Image: Paramount Pictures / Entertainment One
Image: Paramount Pictures / Entertainment One

It’s a simple enough plot, and the variety of worlds and races Honour Among Thieves weaves together is still somehow easy to follow without having any prior knowledge of it. And everyone is doing the absolute most in their roles, which is the real secret to selling a bold, brash blockbuster. A focus on great characters we can easily and swiftly grow fond of can carry even the most milquetoast of adaptations over the finish line, and this cast is doing some heavy lifting. Pine delights as a know-it-all bard, Smith is adorably unsure of himself, Rodriguez is giving her most himbo-y performance yet, and Grant is just playing Grant but in the D&D universe.

When Regé-Jean Page appears midway through as an impossibly talented heroic archetype whom everyone but Pine unabashedly adores, the banter that ensues with Page’s humorously humorless paladin repeatedly got genuine laughs from the audience at my viewing. When they all band together to fight a dragon who has gotten a little chubby since he was last spotted, even the CGI muckfest that teeters towards Marvel-esque levels of illegibility is enjoyable, because the cast is selling it.

The Dungeons & Dragons Movie Is Better Than It Has Any Right To Be

The Dungeons & Dragons movie’s surprise cameo

When it’s revealed that the ex-husband of tough-as-nails barbarian Holga is still clearly pining over is a halfling with an affinity for big-arse women played by Bradley Cooper of all people, the entire audience squealed in delight. And even Cooper is working hard to sell his character, rather than just showing up to flatly read some lines and collect his check. There are genuine laughs to be had throughout the entire movie, some impressive practical effects (I love a good puppet), some CGI that impresses, some that does not, and a solid batch of performances from the entire cast.

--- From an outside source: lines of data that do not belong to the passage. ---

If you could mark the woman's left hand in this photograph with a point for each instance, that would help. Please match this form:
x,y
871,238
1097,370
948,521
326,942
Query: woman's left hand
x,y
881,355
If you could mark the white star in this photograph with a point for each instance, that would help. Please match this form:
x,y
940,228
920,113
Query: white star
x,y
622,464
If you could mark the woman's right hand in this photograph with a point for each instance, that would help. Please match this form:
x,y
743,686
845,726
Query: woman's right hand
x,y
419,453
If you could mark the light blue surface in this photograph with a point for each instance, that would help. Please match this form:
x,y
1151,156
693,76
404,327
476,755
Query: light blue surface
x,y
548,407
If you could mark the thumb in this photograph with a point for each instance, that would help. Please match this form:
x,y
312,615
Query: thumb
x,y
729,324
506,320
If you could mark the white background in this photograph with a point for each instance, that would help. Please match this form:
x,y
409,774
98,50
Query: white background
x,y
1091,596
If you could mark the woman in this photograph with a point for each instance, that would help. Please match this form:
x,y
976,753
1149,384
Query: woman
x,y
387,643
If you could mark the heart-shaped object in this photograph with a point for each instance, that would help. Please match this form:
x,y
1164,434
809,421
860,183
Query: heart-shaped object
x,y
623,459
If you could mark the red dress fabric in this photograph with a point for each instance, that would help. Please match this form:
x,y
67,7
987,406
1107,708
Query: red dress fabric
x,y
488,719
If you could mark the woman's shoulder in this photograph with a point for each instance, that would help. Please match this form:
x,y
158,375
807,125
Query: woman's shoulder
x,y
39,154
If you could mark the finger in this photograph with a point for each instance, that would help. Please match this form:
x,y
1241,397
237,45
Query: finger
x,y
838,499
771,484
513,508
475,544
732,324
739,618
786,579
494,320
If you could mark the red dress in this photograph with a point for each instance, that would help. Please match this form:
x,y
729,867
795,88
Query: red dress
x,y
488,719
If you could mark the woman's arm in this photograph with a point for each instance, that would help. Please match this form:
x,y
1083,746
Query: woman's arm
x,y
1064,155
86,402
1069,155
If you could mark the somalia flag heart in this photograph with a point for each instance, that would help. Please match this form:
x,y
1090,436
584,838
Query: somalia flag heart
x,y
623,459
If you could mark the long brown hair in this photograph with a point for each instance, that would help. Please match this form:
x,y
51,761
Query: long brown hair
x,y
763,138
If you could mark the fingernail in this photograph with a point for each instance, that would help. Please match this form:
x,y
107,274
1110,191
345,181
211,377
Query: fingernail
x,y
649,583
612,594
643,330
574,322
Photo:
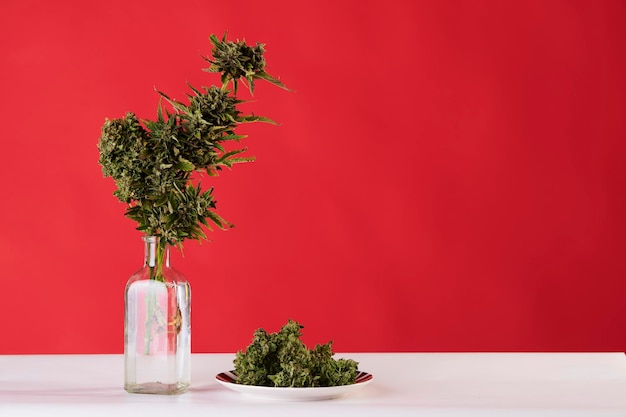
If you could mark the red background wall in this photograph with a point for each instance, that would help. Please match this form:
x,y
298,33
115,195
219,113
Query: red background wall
x,y
448,176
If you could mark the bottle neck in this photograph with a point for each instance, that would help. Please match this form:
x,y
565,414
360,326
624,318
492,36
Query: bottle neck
x,y
154,253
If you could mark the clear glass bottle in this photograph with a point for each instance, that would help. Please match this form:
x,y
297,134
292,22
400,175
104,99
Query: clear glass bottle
x,y
157,326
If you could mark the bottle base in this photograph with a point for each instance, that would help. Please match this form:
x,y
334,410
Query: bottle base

I sat down to watch Dungeons & Dragons: Honour Among Thieves expecting to have to neck my pint of lager within the first ten minutes in order to enjoy it. Instead, I was surprised to find a film of emotional highs, moving lows, endearing characters, and solid performances that successfully takes a rather complicated IP and translates it into a thoroughly enjoyable popcorn flick. While we don’t know if Honour Among Thieves’ success will spawn a sequel, I can say with certainty that any other attempts to adapt popular IP should look to this film for inspo.